That's about 5 months away. Voyager didn't have a science officer. How do you think he would look in blue?
I forgot about him. He was off topic for at least three posts. He'd look a dork in blue. And that has it's appeal but he's not enough of a dork to make that happen. They would have to change his whole personality, he'd have to be curious and smart and smug.
Kim once made Tom feel deficient because the helmboy couldnt remember being born. He's got smug in spades.
If he's in blue he gets to spend more time with 7. BUT the Delaney sisters are probably less interested in him. I just don't think it's his colour. Now if there was a mauve it might work. Here's the thing though. Kim would have been less fail in blue. Because people make excuses for science. All he would have to do is come up with a few clever ideas and look sheepish. He could have been COMPLETELY RECAST as the affable and somewhat dorky blue guy.
Now, if I had been the writer, I would have had Kim bursting out in this song right in the middle of the dialogue: Love! Love is all around me, everywhere Love has come to touch my soul with someone who really cares No one can deny us People who once pass me by will turn their heads on I'm happy just to be with you, and loving you the way I do, yeah....... "Afterglow Of Your Love" Small Faces That would have made a better impression on both Janeway and the viewers.

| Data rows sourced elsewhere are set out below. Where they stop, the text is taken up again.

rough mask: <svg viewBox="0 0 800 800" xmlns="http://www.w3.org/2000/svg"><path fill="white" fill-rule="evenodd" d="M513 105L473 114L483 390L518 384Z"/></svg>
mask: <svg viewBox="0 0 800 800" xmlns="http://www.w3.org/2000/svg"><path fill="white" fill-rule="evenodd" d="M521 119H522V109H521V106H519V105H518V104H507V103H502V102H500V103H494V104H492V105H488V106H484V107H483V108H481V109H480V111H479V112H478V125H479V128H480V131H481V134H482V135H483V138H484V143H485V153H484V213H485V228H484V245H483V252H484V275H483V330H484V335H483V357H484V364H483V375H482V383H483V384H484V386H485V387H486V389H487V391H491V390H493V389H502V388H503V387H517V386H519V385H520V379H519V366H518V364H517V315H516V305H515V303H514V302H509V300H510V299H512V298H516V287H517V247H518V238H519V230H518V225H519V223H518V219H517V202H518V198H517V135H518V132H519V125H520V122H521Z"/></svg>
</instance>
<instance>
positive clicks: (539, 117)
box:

Not to mention that it would have created some interest among Voyager fans for the good, old Small Faces too!
Did you ever see the singing episode of Sanctuary? To be fair to your idea I don't think it would quite hit that low point.
How low was the singing episode of Greys Anatomy? Although last week on Private Practice Charlotte kept having all these dreams about competitive dancing in fancy ethnic costumes, and previously all I though she was good for was yelling at people. The Jack Pack Singing on DS9 was outstanding.
Kimophobia: fear of being a male ingenue Seriously, the Kim speech on love is just conventional thinking. The truth of an idea is determined by the intensity of emotion it evokes. The true self is more important than anything. And, no matter where you are or what the situation is, you've got a career, even if you are sacrificing it for love. The notion that anybody on Voyager is having a career is the really crazy part. PS I'm not sure how I would have written Kim, except that I hope I wouldn't have written him as Voyager did: A token minority.
Guess they all got pity promotions after getting home.... only thing that really explains the Admiral part with Janeway.
And it's pretty much acknowledged two years later in Nightingale that if Kim had not been stranded in the Delta quadrant he would have been promoted a long time ago. Also in Warhead just a few episodes later it's pretty obvious that he is considered worthy of advancement. If Voyager had done stories about the 'cabin fever' effect of isolation, Kim would have been the perfect character to spearhead that angle. Remember Kim pretty much joined Starfleet out of parental pressure. What if being isolated from that pressure made him second guess that and start to feel claustrophobic like I'm sure a sizable amount of the crew would have been?
In all honesty the events of Timeless should have frozen his advancement forever. A Kim destroyed the universe for selfish and substandard reasons. Someone that criminally irresponsible should never be given their own star ship, and should never be allowed to run free that they could come into possession of their own Starship outside of Starfleet with which they could destroy the universe at whim again whenever without oversight. In Endgame, any other Captain would have opened fire and destroyed Admiral Janeway if she had led them to believe that she was about to destroy the universe, because the needs of the infinite outweigh the needs of a 140 idjits. The crew of the USS Rhode Island should have mutinied because their captain was clearly insane and suicidal. Destroying reality is in his nature, and it's unforgivable.
Wasn't Nightingale actually a disguised critique of Rick Berman's micromanagement? Kim's ego screwed up Janeway's first contact with the other set of aliens. (Yes, neither Janeway, Chaktotay nor Tuvok thought to check the hold of the Nightingale. But Paris, the writer, made a face at the idea of Kim commanding, so obviously that means Janeway, Chakotay and Tuvok were stupid to listen to Kim.) I've read that Robert Duncan McNiell couldn't (wouldn't?) do techical dialogue. Thus, Garret Wang got ninety percent of his jargon and the inadvertent creation of a brilliant engineer character, even though it was established that a brilliant Kim means you're in an alternate universe.
When I read this last night I was slightly intoxicated and I read it several times and I couldn't understand a word of it. Now it's Christmas morning and I still don't understand a word of it. "The truth of an idea is determined by the intensity of emotion it evokes." Okay what the heck is that.
I formatted the shit out of that sentence to indicate just that. It's hard to have a career when there's no money. You go home and live like a 20th century billionaire no matter if you go back to work or not. I suppose because of the service contract that if you don't go back to work at Starfleet without a good explanation, then they put you in the stockade for 20 years. What sort of idiot would put up with that? In the military today, they pay you. Your family has it's mortgage paid off and they get to continue eating as long as you don't panic and run off. It's no Carrot, all stick in the future.
I want to be the obtuse one more often. Formatting be damned. In the future people work to better themselves. I'm sure my DNA would have been weeded out fairly quickly.